It’s too easy for us to create justifications for little indulgences throughout the day. Instant gratifications that pull us away from our best laid plans; enticing with their immediacy.
- “I’m tired, so I’ll lie down and look at my phone.”
- “My tummy hurts, I’ll get some ice cream.”
- “I’ll have a drink to loosen up for the presentation.”
This establishes a vicious cycle where we need more and more self-care to assuage the inner distress we feel when we continue to flounder on progress toward long-term goals and rewards that would actually be fulfilling for us.
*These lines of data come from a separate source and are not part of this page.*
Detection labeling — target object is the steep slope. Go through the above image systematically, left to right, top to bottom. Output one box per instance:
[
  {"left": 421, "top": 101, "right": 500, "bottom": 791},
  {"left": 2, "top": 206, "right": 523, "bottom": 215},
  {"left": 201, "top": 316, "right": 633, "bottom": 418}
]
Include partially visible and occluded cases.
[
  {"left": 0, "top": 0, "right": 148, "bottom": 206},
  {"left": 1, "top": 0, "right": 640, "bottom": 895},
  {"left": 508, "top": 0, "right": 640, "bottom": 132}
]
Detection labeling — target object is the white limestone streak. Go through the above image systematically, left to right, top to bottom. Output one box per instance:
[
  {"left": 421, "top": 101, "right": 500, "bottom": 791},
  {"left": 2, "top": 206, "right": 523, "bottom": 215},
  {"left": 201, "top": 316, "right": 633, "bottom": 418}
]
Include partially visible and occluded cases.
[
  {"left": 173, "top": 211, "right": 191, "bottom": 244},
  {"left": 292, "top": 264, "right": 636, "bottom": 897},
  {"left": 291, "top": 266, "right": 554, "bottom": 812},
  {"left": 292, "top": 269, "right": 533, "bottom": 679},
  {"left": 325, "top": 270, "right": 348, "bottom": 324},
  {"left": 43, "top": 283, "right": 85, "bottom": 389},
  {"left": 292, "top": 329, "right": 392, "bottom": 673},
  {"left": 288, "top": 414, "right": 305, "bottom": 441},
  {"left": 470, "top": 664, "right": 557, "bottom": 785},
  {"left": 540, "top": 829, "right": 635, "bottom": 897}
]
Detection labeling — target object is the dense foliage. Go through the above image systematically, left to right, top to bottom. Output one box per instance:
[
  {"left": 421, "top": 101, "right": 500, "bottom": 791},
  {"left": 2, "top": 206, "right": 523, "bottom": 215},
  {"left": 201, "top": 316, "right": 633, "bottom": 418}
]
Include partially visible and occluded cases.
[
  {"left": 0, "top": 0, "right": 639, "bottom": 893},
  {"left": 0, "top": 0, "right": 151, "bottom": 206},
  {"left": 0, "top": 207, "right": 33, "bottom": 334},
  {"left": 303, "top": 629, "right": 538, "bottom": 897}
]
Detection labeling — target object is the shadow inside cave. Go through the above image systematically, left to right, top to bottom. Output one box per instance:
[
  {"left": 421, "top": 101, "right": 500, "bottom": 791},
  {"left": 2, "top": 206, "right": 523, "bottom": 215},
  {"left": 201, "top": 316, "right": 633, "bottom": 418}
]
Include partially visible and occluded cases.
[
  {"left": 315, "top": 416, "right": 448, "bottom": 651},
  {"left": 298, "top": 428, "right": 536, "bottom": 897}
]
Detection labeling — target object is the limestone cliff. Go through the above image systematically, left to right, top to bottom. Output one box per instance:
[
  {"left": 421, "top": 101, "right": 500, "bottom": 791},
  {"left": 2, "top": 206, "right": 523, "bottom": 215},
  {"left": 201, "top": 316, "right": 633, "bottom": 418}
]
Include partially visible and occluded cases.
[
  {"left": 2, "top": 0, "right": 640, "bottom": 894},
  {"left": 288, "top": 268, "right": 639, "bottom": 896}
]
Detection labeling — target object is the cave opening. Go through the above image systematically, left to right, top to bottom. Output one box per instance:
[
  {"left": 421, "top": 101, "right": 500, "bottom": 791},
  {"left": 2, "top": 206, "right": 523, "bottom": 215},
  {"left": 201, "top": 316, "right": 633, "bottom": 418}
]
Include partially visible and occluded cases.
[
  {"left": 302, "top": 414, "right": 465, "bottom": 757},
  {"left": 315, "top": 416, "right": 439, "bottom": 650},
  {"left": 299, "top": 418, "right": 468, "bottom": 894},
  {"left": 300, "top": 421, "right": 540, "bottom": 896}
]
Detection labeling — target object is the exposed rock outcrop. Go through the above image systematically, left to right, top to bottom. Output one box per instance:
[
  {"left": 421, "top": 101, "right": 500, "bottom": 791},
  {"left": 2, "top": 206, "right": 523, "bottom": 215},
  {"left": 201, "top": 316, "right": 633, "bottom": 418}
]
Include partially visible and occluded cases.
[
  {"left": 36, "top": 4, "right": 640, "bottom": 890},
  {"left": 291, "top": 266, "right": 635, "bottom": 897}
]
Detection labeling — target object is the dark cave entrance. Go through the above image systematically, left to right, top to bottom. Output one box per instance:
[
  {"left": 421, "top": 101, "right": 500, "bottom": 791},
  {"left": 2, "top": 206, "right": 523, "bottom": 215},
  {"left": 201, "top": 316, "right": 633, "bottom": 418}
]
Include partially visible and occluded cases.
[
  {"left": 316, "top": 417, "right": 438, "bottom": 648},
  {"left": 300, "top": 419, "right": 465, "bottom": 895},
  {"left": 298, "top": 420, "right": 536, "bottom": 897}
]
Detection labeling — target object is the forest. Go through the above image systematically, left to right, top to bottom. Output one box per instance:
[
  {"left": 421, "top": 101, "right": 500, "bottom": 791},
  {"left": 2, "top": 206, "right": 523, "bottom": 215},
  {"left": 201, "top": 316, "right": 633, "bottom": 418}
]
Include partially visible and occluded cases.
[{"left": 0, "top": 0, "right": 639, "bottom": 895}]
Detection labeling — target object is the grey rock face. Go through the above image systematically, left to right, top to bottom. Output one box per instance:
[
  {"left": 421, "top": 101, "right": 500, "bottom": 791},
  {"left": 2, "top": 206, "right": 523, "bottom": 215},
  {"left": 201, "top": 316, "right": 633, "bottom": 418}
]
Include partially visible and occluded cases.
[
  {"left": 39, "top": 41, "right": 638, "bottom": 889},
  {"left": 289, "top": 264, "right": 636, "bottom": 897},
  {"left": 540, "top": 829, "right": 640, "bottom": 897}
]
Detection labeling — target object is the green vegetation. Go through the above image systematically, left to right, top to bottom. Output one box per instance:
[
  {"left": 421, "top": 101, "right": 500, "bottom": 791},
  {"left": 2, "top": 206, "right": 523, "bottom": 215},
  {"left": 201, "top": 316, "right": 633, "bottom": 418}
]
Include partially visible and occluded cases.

We set the bar increasingly lower; reinforcing familiar patterns which dispense instant gratification at the expense of patterns that require patience and perseverance. We learn to accept minor setbacks as critical failures quickly to jump straight to the self-care ice cream. We learn to love that ice cream despite the shame.
Feelings of reward
Atypicals do not process feelings of being rewarded as powerfully as neurotypicals. We are less powerfully gratified by the neurochemicals associated with accomplishment. The positive feelings we get from big rewards are not much different than the feelings we get from small rewards. Often, this leads us to naturally gravitate toward more frequent short-term rewards at the expense of long-term rewards. But that doesn’t mean we need to settle for small rewards.
Consciously observe your small indulgences throughout the day. Right them down. Note how much time you spend with each one. Then set healthy limits and decide how you’ll tie these indulgences to your important responsibilities as motivation to get those things done. Simply taking stock of your little distractions can give you the awareness to reassess their presence in your daily life and free up time for some of your more important, long-term passions.